Autoregressive Generation


We examine adapting our framework to autoregressive sketch generation, enabling interactive drawing scenarios that are difficult to support with diffusion-based models. The autoregressive model produces visually coherent sketches with clear stroke-by-stroke progression, although with slightly reduced visual fidelity compared to the diffusion-based approach.

Interactive Co-drawing


This application uses our autoregressive method, and the video is shown at real-time speed.

Comparisons to Prior Work


Comparison of sketch generation progress across methods. Wan2.1 produces near-static outputs with limited temporal progression. PaintsUndo reveals detailed structures early due to its undo-based formulation, but generates painting-like results rather than vector sketches. SketchAgent better follows human drawing order but often yields overly simplistic and less recognizable outputs. Our method closely matches human sketching progression while achieving higher final quality, producing semantically structured and detailed sketches.

Ablation


We find that full two-stage training is necessary for both reliable ordering control and the desired sketch appearance. Training on synthetic shapes alone improves ordering consistency but yields primitive-looking strokes with weaker recognizability. Training on real sketches alone improves visual style but often violates the specified order. Combining both stages transfers ordering fidelity into the sketch domain and delivers the best overall results.

Limitations


Multiple strokes per frame

Operating in pixel space provides less explicit structural control than parametric stroke representations, which can occasionally lead to violations of sketching constraints, such as multiple strokes appearing within a single frame.

Prompt adherence

Prompt adherence is not guaranteed.
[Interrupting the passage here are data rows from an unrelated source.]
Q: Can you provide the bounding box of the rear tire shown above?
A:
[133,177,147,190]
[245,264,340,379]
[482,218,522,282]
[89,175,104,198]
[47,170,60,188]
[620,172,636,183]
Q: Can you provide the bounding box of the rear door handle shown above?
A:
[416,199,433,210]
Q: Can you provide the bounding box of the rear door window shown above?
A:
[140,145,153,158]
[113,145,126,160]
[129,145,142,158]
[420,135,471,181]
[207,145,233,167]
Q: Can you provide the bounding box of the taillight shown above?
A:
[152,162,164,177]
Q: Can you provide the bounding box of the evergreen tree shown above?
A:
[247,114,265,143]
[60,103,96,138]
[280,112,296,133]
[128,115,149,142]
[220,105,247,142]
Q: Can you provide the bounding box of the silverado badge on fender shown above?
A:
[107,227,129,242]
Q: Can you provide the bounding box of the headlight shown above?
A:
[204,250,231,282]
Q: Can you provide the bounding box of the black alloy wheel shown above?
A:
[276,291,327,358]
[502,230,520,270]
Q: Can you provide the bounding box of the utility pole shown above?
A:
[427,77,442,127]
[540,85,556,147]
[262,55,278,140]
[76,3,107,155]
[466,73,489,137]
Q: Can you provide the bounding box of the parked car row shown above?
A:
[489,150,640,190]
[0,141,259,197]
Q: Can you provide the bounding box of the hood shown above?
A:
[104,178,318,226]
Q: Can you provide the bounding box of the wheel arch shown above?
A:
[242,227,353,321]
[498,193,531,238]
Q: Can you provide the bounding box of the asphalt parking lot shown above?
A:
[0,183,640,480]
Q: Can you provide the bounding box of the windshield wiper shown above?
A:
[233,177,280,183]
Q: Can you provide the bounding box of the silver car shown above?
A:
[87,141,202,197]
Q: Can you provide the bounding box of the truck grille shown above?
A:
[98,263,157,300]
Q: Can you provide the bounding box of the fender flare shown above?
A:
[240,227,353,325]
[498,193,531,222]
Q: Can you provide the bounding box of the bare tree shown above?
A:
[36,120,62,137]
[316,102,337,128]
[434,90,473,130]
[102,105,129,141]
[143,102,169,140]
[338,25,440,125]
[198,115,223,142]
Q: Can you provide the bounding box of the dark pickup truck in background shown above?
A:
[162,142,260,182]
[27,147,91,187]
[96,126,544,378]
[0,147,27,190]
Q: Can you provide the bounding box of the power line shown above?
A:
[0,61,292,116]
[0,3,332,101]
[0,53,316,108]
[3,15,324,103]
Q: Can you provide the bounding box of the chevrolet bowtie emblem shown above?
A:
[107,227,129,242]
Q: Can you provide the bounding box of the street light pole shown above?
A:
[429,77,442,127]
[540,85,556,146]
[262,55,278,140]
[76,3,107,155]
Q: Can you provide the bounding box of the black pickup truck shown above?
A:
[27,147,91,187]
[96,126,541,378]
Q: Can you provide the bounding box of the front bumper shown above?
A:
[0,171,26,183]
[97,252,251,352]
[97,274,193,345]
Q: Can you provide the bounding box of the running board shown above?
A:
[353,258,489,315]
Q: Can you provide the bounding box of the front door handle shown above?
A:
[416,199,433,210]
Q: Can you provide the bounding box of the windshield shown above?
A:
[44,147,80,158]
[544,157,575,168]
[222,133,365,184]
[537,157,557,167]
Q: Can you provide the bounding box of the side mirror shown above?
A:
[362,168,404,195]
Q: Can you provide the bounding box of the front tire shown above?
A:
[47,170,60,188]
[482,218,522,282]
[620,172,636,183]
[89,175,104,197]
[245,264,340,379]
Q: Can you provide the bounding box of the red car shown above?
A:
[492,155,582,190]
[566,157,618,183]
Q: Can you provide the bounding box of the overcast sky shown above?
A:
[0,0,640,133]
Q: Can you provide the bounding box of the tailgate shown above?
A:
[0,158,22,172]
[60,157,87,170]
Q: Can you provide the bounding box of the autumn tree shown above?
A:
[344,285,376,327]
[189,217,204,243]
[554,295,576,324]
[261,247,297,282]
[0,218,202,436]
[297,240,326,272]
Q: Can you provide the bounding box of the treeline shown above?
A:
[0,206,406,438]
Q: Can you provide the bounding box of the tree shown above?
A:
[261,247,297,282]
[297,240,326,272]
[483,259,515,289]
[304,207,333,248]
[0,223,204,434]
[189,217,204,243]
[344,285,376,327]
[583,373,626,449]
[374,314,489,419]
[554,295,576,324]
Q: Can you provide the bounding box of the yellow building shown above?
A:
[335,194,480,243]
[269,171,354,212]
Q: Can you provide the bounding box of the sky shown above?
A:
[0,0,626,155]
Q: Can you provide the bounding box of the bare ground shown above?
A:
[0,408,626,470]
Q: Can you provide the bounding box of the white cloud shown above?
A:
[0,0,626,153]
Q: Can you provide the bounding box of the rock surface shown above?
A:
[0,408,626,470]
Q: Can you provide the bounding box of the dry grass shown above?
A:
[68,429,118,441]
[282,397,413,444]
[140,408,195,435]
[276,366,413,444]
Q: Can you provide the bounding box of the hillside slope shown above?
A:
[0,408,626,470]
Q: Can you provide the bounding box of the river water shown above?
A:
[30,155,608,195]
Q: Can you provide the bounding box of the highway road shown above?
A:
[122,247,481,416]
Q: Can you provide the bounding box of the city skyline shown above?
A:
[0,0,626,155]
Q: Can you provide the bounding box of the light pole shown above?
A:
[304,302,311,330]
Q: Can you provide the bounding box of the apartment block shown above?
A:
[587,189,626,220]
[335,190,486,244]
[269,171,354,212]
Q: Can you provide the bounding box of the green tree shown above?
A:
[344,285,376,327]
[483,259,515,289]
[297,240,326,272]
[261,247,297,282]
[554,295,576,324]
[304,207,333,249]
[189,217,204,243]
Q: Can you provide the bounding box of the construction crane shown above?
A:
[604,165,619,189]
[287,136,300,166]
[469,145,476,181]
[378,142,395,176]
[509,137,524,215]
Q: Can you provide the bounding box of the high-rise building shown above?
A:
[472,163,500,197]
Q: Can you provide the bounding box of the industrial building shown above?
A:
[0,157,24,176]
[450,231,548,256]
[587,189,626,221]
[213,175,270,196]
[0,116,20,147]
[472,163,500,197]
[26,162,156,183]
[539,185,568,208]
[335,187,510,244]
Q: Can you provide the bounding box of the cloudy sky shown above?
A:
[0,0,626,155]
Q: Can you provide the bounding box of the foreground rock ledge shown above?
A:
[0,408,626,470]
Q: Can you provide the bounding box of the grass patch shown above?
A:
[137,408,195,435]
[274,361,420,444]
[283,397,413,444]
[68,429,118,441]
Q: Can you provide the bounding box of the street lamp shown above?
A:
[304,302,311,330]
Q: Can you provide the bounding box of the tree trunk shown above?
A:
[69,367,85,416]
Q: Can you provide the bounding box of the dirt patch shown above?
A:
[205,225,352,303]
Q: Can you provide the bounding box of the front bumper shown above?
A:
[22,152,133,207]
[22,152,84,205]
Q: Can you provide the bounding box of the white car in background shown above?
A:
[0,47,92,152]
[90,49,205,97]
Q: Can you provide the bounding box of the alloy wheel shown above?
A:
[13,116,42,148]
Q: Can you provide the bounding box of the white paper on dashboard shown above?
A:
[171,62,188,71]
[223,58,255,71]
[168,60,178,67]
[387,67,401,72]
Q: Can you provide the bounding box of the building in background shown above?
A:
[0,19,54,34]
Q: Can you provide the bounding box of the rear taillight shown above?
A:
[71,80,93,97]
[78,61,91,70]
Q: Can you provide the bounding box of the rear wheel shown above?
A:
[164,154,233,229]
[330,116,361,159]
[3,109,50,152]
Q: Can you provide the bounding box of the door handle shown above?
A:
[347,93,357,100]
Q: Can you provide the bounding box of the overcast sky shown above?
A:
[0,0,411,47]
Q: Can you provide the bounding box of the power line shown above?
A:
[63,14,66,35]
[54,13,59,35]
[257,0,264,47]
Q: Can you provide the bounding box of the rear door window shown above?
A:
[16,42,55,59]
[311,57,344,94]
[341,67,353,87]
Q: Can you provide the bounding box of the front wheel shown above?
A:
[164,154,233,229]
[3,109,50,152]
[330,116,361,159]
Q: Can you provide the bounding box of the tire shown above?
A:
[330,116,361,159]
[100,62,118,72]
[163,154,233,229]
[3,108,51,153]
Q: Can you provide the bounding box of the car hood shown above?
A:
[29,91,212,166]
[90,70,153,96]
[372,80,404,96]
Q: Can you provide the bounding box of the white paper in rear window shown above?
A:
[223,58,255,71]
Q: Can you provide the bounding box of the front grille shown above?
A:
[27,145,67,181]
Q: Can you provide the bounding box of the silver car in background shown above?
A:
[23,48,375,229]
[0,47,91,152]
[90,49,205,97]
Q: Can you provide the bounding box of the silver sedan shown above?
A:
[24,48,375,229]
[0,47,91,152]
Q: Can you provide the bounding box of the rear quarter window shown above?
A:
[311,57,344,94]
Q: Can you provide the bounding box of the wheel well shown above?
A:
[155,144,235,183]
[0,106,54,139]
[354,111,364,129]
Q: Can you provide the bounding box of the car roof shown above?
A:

When the model has a strong visual prior, it may deviate from the instructions. For example, in the ``tiger roaring'' prompt, the model changes the action late in the video and introduces color.

Limited knowledge

Performance also depends on the underlying video model’s concept knowledge, which is more limited than that of LLMs for specialized domains such as mathematics.

AR quality gap

Finally, while we demonstrate autoregressive sketch generation, the resulting outputs do not yet match the visual quality of the diffusion-based model, reflecting the present maturity of autoregressive video models.